Inungilak by Chana Cox

Author:Chana Cox
Language: eng
Format: epub
Tags: cia, 1980s, arctic, cold war, espionage spies
Publisher: Chana Cox


CHAPTER SEVENTEEN

Monday: July 14th

The Testing Facility staff sent Scott Whitman to officially welcome me to Foxe Five and to invite me to their Bastille Day Fête. When I asked why a Bastille Day Fête, Scott explained that at Foxe Five they celebrated damn near anything that came along. Scott asked if I thought Phyll might like to come.

For a moment I hesitated. “Why don't you ask Phyll? I think she may come if she's in town, but she might be at the dig working. Could you smuggle her onto the base, Scott?”

“No problem. No one is going to stop someone who looks like that. Besides isn't she the daughter of some high class politician or something?”

I nodded, “Does that help?”

He shrugged, “Damn right it does. Let's face it, Naomi, it helps to be connected.”
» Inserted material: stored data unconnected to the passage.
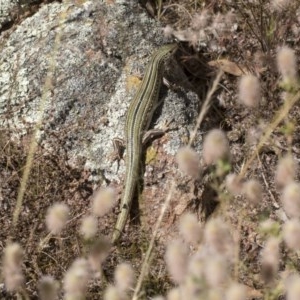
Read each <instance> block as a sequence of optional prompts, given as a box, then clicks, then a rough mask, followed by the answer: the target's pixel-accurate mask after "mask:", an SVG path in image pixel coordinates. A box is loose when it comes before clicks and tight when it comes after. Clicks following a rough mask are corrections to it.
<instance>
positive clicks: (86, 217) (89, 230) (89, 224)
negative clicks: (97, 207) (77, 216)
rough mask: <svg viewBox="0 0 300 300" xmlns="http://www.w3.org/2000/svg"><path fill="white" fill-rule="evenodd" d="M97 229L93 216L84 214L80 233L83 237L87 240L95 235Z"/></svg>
mask: <svg viewBox="0 0 300 300" xmlns="http://www.w3.org/2000/svg"><path fill="white" fill-rule="evenodd" d="M97 229H98V222H97V219H96V218H95V217H94V216H86V217H84V218H83V219H82V221H81V226H80V233H81V234H82V235H83V237H84V239H86V240H89V239H92V238H94V237H95V236H96V234H97Z"/></svg>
Later that afternoon I slipped into the only skirt I had brought north, and, with the help of a cane and a very nice marine escort I hobbled down to the Foxe Five Testing Facility. The DEW Line lab was nothing like the Lab on the hill. There were no test tubes or Bunsen burners – not even as part of a still. Bootleg liquor couldn't hope to compete with the quality and the price of liquor at the DEW Line. From what I could see the main room was filled with computers and computer type paraphernalia. There seemed to be dozens of little machines with styluses busily at work in total disregard of the human beings who milled about the room nursing their drinks, making conversation, and listening to Beethoven on one of those near perfect sound systems the government provided.

The party was already in full swing when I arrived although William Schmidt, the official host, had stepped out for a while. I scanned the crowd for a few moments. Beauregard Henderson's friends were conspicuous by their absence. This party was for civilized people. It was nothing like the party Welche and I had attended at the base. The air was less densely filled with smoke, there was only the hint of drugs, and the people handled their mixed drinks with something approaching casual unconcern.

The Testing Facility had sponsored the get together and invited all the whites from the settlement – all the southerners who existed as quasi mentors in the Arctic. There was a natural alliance between the “scientific staff” at the DEW Line and the nurses, teachers, and Nordair personnel from the settlement. All of them were isolated from the other military men at the base by virtue of their education and their pretensions to class; and they were isolated from the Inuit by virtue of their race and their culture. Such isolation bred its own fears among the whites. The people from the base were afraid of what they called cabin-fever. The whites in the settlement were afraid of “being bushed.” Both were diseases of isolation. A man with cabin fever will do anything to “get out” and a man who is bushed has already done everything and opted out.